The issue is becoming of more and more interest in the nation, both as a way to revitalize rural economies and as a way to produce biofuels domestically, reducing the U. S. dependence on foreign oil and helping reduce greenhouse gases.
Zook said the program will help farmers offset the cost of trying out the new crop — a crop with already comparatively low input costs.
Farmers in the program will be paid a rental rate based on established Conservation Reserve Program rates for all counties in Montana. For Hill County, that works out to a base rate of $40.40 paid for each acre of camelina committed to the program.
The existing CRP rates translate to base BCAP rates of $42.90 an acre for Liberty County, $43.70 an acre for Blaine County, and $59.40 an acre for Chouteau County. A percentage of that is deducted based on the sale value of the crop, depending on for what the oil would be used.
In Region 8, the deduction of the base will be 10 percent, for oil used in advanced biofuels like biodiesel and jet fuel.
Zook’s example was that, for a farmer who gets 800 pounds of camelina per acre and sells it for 18 cents a pound, the $144-per-acre gross would translate to a $14.40 deduction from the base.

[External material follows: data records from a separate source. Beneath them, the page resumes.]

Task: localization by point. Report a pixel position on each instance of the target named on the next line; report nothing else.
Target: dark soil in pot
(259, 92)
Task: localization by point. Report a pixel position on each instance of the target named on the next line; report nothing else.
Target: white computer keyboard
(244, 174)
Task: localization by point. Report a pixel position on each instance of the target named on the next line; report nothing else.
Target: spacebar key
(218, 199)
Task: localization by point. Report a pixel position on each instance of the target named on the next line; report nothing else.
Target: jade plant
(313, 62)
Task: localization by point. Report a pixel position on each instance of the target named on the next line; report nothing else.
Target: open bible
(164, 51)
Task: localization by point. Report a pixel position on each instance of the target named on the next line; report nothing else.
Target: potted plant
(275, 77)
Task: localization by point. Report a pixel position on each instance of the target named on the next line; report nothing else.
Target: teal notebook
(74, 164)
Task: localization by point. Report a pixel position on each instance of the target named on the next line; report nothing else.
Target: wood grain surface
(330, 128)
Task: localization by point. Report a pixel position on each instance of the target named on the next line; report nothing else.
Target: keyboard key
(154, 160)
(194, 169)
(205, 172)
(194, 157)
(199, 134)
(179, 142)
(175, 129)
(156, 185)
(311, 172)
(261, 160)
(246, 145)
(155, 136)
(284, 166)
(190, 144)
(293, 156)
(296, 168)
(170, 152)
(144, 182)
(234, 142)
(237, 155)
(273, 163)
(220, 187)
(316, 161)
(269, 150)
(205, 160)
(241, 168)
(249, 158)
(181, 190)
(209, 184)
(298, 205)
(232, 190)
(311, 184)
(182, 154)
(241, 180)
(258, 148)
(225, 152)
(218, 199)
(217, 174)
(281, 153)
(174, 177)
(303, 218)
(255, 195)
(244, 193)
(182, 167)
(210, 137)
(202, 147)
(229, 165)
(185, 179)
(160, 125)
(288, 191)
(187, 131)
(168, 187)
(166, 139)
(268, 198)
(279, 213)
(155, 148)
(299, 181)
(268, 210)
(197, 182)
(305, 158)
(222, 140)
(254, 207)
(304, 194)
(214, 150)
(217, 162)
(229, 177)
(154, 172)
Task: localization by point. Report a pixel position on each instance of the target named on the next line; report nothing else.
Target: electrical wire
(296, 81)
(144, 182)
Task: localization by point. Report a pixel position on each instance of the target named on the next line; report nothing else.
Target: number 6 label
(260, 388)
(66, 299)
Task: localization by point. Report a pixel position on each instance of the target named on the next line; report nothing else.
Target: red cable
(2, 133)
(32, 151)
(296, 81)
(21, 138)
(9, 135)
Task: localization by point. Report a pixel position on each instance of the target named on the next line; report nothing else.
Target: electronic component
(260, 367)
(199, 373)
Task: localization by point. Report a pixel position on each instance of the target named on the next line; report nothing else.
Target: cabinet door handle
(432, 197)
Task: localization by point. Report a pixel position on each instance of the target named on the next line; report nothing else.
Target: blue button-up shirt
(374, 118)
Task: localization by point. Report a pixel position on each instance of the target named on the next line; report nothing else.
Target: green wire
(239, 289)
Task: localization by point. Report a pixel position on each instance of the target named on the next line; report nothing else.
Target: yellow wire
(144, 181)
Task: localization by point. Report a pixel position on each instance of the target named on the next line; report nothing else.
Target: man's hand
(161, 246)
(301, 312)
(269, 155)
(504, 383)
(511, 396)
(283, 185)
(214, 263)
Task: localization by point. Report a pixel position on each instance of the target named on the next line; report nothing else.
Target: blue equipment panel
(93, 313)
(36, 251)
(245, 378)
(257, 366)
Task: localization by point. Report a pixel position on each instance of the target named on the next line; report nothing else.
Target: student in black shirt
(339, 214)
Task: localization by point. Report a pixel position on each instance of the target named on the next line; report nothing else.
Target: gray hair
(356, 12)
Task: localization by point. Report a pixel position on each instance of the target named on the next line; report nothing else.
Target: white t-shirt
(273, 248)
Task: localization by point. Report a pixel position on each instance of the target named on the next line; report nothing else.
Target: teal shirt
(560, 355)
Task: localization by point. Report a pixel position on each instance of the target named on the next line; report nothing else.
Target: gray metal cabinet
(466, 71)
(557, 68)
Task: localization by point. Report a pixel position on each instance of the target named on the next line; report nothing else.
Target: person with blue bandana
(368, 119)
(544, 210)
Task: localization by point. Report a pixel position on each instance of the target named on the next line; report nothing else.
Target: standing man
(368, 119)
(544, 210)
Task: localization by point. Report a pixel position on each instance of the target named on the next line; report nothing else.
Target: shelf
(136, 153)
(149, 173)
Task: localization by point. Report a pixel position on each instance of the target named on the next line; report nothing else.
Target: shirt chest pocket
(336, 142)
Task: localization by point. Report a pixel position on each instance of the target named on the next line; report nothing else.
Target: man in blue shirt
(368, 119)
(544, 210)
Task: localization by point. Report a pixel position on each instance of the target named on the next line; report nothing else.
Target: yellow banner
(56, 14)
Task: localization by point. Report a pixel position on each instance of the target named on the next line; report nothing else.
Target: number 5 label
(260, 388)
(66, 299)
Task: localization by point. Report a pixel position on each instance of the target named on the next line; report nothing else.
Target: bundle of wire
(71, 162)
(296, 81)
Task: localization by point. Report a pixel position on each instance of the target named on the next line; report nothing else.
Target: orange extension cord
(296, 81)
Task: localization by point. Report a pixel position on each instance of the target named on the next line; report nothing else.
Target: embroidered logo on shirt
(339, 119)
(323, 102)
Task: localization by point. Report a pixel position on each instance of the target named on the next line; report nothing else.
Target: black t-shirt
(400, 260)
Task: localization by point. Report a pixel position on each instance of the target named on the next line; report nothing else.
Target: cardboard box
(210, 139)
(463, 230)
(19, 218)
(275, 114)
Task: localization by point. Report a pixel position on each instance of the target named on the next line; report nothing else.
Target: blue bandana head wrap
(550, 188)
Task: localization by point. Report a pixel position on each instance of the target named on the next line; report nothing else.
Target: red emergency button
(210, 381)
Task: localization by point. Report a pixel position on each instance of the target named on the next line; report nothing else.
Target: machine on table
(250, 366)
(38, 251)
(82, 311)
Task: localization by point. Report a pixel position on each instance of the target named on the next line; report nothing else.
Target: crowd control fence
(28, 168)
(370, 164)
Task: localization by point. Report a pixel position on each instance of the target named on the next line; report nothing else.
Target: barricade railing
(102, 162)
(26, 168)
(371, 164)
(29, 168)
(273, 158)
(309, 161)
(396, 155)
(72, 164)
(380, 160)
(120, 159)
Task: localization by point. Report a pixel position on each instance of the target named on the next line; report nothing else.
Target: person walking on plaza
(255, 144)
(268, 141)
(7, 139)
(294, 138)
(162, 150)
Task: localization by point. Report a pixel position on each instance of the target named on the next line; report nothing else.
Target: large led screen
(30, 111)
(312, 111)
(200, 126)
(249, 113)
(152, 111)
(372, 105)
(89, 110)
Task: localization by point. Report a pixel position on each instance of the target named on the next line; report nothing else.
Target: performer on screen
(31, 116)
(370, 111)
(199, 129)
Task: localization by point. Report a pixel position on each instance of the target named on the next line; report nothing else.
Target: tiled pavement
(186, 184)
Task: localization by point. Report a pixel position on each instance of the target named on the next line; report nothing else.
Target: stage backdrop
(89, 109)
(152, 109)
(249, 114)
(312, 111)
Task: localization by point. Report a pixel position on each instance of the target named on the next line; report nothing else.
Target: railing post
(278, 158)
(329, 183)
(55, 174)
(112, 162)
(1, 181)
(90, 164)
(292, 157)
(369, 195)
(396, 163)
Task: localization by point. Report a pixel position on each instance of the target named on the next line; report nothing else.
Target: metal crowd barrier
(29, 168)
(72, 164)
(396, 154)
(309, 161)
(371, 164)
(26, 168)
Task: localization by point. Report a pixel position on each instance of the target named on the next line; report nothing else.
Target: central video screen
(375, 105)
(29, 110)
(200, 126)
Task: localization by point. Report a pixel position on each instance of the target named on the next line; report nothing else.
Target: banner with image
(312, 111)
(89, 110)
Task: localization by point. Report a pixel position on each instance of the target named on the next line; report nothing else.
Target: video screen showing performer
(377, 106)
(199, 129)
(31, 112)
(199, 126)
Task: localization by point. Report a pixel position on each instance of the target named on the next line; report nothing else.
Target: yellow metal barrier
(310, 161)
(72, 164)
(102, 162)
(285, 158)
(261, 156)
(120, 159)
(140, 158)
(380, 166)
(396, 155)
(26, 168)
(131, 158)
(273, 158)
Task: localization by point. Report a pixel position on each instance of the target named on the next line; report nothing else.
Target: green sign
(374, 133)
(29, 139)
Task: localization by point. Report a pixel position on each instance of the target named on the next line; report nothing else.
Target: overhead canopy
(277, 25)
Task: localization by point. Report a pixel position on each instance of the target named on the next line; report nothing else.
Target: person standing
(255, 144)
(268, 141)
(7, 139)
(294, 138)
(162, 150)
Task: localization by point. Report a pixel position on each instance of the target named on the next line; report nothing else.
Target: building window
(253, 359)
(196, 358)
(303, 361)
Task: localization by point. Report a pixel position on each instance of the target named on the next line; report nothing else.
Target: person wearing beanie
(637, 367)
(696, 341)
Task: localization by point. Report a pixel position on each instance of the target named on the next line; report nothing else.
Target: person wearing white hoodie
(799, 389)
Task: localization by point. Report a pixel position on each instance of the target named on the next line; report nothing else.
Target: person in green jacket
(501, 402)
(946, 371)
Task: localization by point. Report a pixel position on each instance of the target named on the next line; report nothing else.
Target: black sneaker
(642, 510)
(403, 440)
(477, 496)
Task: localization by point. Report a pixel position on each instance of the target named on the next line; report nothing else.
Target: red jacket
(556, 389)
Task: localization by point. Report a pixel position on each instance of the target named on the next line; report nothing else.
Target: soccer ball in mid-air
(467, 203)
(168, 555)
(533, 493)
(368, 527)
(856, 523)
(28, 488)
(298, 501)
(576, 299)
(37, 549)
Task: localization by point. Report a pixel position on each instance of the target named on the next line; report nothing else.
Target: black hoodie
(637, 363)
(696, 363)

That would give a $26-per-acre rental payment, making the gross $170-an-acre for the camelina crop.
The application period opened Aug. 6, and runs through Sept. 16, but producers may want to move fairly quickly. The Region 8 program allows farmers to enroll up to 50,000 acres in three states — California and Washington are included as well as Montana — but Montana’s share is 15,000.
The applications will be processed on a first-come, first-serve basis, Zook said.
Daryl Sather, who farms north of Havre and has raised camelina, said he might be interested in joining, depending on the specifics. Those include knowing he will have a market, how long he would have to store it before shipping, and to where he would have to ship it, before he would consider replacing wheat with camelina.
Part of the problem is storing the product — if it displaces storage for wheat until the camelina can be shipped to the buyer, it could be hard to justify raising the crop.
Sather said another issue is to where it would be shipped — especially since local farmers tend to transport their crops themselves.
A main incentive would be if the fuel was marketed locally.
“I’ve raised it; I know I can do it. It can (have a good) return because the cost of inputs is lower, but I want to be able to use it in my vehicle, ” Sather said.
Zook said he is hopeful that local markets could follow an expansion of camelina production.
With current testing of locally produced camelina biodiesel, including tests by Burlington Northern Santa Fe Railway and North Central Montana Transit, the research on growing the crop at Northern Agricultural Research Center as well as making and using biodiesel at Montana State University-Northern’s Bio-Energy Center, the USDA program could piggy-back onto them to create a supply, demand and market, he said.
“Once we’re growing a crop, hopefully we will see a local crushing plant, ” he said.